Following her apology video, which was uploaded to YouTube on Friday, September 4, Tana Mongeau received some major backlash from fans who claimed her “long overdue apology” was not “genuine.” Others accused the entire 15-minute clip of being scripted while other social media users said she looked “emotionless.”

For these who missed it, the 22-year-old YouTuber apologized to her 5.4 million subscribers “for being such a big part of cancel culture for the entirety of my career.”

She added, “I want to express my utter disgust with every single apology video I ever made. I’m sorry for uploading them, I’m sorry for defending them, and I’m sorry for putting them out to such a huge audience. I did nothing but look at apology videos as people digging up my past again.”

As fans know, Tana’s apology came months after her former friend and collaborator Kahlen Barry publicly called her out on Twitter for using racial slurs, making him feel “invalid” and not using her platform to support the Black Lives Matter movement. Then, in a 44-minute video, uploaded on June 15, Kahlen detailed his experiences working with the YouTuber. At the time, she apologized, but he called her apology  “very manipulative, very deflective, and also gaslighting and invalidating.”

In her new apology, Tana not only addressed all these prior claims, but promised to do better in the future.

“I don’t deserve a platform if I continue to act in such a gas-lighting and irresponsible manner, and I’m so sorry for how long I’ve done that,” she said. “I don’t want to come back to this platform until I am someone that can shape the youth in far better ways than the things I watched growing up shaped me. I don’t want to be the reason a young girl grows up the way I did.”

Fans were quick to slam her “fake” apology, and after seeing the backlash Tana spoke out in since-expired Instagram Stories posts.
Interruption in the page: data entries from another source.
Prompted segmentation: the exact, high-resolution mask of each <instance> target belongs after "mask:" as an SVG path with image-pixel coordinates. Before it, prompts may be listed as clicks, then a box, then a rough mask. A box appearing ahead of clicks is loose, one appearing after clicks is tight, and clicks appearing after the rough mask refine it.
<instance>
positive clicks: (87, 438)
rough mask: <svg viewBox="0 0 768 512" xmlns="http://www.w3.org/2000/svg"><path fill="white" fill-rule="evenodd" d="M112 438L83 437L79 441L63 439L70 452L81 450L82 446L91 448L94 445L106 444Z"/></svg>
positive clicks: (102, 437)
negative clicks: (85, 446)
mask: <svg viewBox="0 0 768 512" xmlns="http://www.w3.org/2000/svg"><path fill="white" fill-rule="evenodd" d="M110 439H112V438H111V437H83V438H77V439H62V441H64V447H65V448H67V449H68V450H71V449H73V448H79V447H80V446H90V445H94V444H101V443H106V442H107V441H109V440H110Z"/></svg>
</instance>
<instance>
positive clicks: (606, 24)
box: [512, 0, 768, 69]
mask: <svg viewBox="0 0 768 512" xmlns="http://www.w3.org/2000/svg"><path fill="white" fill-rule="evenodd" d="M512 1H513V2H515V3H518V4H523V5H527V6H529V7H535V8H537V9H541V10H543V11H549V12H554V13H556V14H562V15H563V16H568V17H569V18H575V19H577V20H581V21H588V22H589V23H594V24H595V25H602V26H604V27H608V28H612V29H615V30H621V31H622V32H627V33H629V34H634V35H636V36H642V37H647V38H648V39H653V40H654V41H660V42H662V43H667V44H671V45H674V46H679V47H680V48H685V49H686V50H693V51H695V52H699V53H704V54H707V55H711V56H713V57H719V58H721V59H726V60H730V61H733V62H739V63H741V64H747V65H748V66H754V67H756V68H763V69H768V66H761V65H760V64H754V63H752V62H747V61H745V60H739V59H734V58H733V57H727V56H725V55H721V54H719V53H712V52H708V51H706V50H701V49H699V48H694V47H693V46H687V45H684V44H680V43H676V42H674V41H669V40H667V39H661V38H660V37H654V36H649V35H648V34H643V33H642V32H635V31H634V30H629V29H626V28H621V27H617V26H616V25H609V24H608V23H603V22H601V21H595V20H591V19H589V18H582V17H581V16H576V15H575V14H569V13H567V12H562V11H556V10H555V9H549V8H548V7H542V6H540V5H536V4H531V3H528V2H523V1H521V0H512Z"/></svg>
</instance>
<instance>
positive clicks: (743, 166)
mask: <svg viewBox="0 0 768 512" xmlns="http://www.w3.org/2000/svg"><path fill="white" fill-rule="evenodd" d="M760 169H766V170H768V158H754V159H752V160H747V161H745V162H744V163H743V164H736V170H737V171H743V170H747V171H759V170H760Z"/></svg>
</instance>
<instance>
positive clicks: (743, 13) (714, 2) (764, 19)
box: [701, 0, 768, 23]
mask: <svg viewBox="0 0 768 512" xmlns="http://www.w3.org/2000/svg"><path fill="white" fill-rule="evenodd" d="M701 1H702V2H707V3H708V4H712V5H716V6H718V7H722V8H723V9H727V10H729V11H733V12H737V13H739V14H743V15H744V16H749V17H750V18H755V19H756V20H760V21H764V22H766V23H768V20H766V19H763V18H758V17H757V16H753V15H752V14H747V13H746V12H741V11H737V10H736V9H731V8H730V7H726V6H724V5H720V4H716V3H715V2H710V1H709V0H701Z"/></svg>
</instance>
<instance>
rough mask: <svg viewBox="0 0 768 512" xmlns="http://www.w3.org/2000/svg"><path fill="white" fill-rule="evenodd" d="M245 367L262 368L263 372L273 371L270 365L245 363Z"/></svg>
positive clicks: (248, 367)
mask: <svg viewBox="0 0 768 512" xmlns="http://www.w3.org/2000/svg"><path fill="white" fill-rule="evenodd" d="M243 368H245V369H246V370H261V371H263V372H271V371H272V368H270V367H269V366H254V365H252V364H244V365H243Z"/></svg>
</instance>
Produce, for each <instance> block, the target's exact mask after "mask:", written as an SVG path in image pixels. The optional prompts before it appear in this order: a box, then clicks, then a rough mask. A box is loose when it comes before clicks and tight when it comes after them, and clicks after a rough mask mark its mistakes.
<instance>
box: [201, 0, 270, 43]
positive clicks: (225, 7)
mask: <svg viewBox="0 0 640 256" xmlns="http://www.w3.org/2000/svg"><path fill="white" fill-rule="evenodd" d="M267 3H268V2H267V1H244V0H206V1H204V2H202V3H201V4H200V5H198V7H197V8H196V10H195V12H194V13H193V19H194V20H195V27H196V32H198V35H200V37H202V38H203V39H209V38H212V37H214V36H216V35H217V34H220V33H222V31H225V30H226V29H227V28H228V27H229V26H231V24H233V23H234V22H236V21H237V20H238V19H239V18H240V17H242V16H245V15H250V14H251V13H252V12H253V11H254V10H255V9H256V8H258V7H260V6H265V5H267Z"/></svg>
“I just want to let you know that I am taking in everything everyone is saying, and will be making a response,” she said, before ensuring fans that her video was not scripted. “A lot of people are really coming for me for being so emotionless and just kind of talking, saying it’s a script or whatever, but I was just scared to cry. At the end of the day, if you’re crying, if you’re freaking out in an apology video, people are going to be so much more angry for that.”